In a paper published on Tuesday, the central banker’s central bank argues that a growing reliance among financial institutions on cloud computing software supplied by a handful of companies could have “systemic implications for the financial system”.
The market for cloud computing software walks and quacks like an oligopoly, with Amazon Web Services, Microsoft Azure, Google Cloud and Alibaba Cloud accounting for around 70 per cent of global revenues.
Around eight in ten financial institutions worldwide now use some form of public cloud, whether to boost computing capacity, better detect fraud or scale up security.
Results are far from guaranteed, however. A hacker who gained access to a Shanghai police database with personal data on 1bn people said, per the FT’s report on Tuesday, that the information had been retrieved from a private cloud service provided by Alibaba.
Reiterating previous warnings from the Bank of England and others, BIS says that finance’s growing dependency on cloud computing “is forming single points of failure, and hence creating new forms of concentration risk at the technology services level.”
The BIS paper draws from a separate study by the European Securities and Markets Authority released in May, in which authors Carolina Asensio, Antoine Bouveret and Alexander Harris explain:
Given the limited number of [cloud service providers] that can meet the high standards of resiliency requirements that financial institutions demand, it is plausible that a sufficiently large number of them become dependent on a small number of CSPs. This implies that operational incidents may become more correlated among those financial institutions that outsource critical or important functions to a common CSP. Even though cloud computing may yield increased data security and operational resilience at firm level, it could also increase the risk of simultaneous incidents among several firms and lead to potential negative outcomes for financial stability (Danielsson and Macrae, 2019; FSB, 2019). Concentration risk in this context is thus a form of systemic risk
What would happen, for example, if a leading CSP suddenly went bankrupt?
Cyber attacks, too, pose an obvious threat. The 2020 SolarWinds hack on Microsoft’s cloud service is a case in point. Simply inserting “a few benign-looking lines of code” into Microsoft’s operating system allowed hackers to “operate unfettered” across compromised networks, the company admitted at the time.
The Federal Reserve Bank of New York said last year that a cyber attack impairing a bank’s ability to send payments would quickly ripple through the wider system (emphasis our own):
“If a number of small or midsize banks are connected through a shared vulnerability, such as a significant service provider, this could result in the transmission of a shock throughout the network. Similarly, banks with a relatively small amount of assets but large payment flows also have the potential to impair the system”
To protect against such intrusions, the European Securities and Markets Authority recommends that financial institutions use multiple CSPs for each service they provide. Multi-cloud solutions “may significantly reduce systemic risk,” it says.

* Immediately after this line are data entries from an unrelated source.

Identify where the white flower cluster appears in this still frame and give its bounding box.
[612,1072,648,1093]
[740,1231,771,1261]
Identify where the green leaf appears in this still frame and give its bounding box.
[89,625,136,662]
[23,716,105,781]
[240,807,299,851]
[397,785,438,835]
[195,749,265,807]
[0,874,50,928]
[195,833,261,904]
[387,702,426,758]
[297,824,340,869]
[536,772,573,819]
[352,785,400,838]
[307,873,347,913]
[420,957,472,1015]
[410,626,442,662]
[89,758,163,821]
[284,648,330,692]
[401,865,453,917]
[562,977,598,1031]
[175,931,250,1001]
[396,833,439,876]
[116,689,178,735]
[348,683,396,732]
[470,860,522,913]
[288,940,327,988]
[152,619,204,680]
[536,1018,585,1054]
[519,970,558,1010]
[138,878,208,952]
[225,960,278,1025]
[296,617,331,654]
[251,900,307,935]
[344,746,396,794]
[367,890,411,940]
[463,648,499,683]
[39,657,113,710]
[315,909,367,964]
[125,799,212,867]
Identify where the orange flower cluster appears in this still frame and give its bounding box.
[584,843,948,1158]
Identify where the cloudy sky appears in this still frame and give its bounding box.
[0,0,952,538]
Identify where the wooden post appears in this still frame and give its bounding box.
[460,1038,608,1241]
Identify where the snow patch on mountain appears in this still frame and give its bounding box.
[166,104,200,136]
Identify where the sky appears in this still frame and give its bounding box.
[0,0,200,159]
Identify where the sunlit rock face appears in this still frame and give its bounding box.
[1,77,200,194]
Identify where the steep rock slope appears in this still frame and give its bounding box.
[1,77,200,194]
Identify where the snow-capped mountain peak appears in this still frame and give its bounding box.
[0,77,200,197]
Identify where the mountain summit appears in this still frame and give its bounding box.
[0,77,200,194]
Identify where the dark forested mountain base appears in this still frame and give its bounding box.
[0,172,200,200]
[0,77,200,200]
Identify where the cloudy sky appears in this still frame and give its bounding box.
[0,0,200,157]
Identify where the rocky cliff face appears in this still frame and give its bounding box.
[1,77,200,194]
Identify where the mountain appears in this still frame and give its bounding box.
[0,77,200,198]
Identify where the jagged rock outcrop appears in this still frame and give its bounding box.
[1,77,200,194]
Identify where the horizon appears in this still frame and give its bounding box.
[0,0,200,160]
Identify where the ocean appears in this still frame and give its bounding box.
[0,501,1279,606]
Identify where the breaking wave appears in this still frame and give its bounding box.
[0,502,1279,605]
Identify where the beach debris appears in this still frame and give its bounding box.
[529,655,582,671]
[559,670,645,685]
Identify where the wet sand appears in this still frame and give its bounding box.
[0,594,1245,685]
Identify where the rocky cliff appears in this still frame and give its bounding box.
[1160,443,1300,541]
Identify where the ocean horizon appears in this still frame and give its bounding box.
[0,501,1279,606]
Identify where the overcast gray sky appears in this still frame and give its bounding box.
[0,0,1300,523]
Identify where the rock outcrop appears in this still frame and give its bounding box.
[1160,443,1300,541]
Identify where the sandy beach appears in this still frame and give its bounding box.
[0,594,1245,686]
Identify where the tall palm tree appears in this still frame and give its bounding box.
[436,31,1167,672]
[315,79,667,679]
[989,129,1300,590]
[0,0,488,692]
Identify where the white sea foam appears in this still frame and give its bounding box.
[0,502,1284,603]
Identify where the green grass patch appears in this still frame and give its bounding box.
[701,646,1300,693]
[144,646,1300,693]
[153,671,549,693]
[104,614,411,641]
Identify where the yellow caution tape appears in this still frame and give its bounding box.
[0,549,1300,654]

But . . .
. . . . this will only happen, however, if the different CSPs or groups of resources have low common vulnerabilities (i.e. can reasonably be treated as independent) and if the services in question are rapidly portable between them. In reality, the first of these assumptions (independence of CSP outages) may not hold in certain circumstances, especially within a single cloud provider, while the second assumption (back-up portability) may not hold especially for back-up strategies that use different providers.
Policymakers intent on outsourcing highly sensitive data to whichever CSP offers most should take note.